Pacheco's been doing private tours since 1986, so he's got the "tour guide" role down to a tittle. All tours are tailor-made for the customers, whether their interests are conspiratorial, paranormal, or just plain historical, and, just the same, each tour varies in cost ($115 and up). But trudging through snow, his walking tours are especially chilling during wintertime, when your breath fogs into a white mist, a couple inches in front of your face, floats then disappears like ghostly apparitions.

Pacheco's tours blend fact with folklore and a pinch of skepticism. He often says, "That's phony bologna" or "as phony as a three dollar bill" to express his sentiments, but that's not to say he isn't open to Santa Fe's mysticism. Quite the contrary. "Everyone says it's the ground," notes Pacheco, "but I think it has something to do with the light."

Pacheco insists, and it's quite apparent when sun sets behind the Sangre de Cristo mountains and blood-orange light splays between the peaks, that Santa Fe's got its fair share of magic. "It's in the light," he says as we walk down Old Santa Fe Trail, snake between crags of alley, and end up at the parking lot of the Public Employees Retirement Administration (PERA) building, which used to be a graveyard up until 1966. Before that it was corn fields with long stalks of un-manicured corn husks where the Tlaxcaltecans hid during the Pueblo Revolt of 1680. It's there where he mentions the lady in black who supposedly roams the the sidewalk of this building— a phantom that haunts the premises—who mourns the death of her son.
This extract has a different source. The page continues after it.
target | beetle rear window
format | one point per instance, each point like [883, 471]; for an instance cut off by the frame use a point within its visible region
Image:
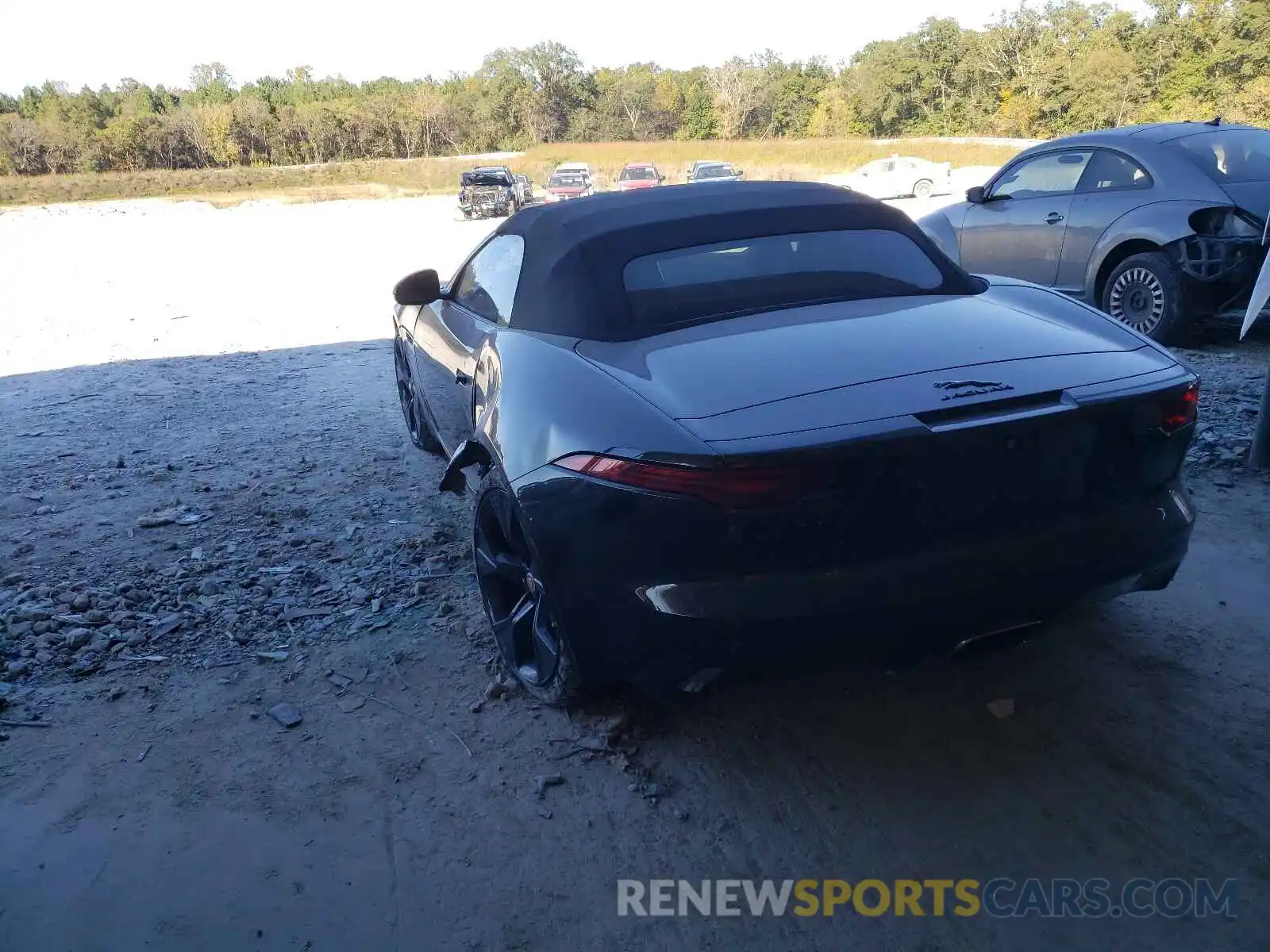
[725, 279]
[1230, 155]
Pacheco brings out a laminated photo of a woman in a black Victorian dress, leaning against a column. You'd be surprised at the amount of solemn women ghosts who linger and haunt. Beauties, lost and forlorn, who were victims of their circumstances and are stuck in stasis. There's the woman in black, Nurse Medina at what is now the Santa Fe University of Art and Design, and La Llorona (the crying woman) who purportedly drowned herself in the Santa Fe River. Then there are ghosts of padres, beheaded Spanish merchants (you'd be surprised by the amount of decapitations), but there's something romantic about these lone woman specters. Though none of them hold a light to Julia Staab.

Pacheco mentions "Julia" early on in the tour.

He's on a first name basis with her. "Wait till we get to Julia," promises Pacheco. It turns out Julia's got quite the reputation as she's been featured on everything from Travel Channel Halloween specials to Unsolved Mysteries.

He saves her for last. Julia, that beautiful German-born wife of Abraham Staab, who built a mansion in Santa Fe ("It's the Taj Mahal of Santa Fe," says Pacheco), which later became La Posada hotel. "There's all these stories," Pacheco explains about the falling out with her husband (adultery is one speculation). "She was imprisoned upstairs for five years like Jane Eyre." Abraham Staab was a big man in town, "President Grant broke bread with him," Pacheco adds, and with such back-story, the grandness of his house, Julia trumps his legacy. Her apparition is seen upstairs, in windows, downstairs in the main hall where she disappears into the patio, the guide notes.

Maybe it's her, or maybe it's a trick. "After all," Pacheco says, "it's in the light."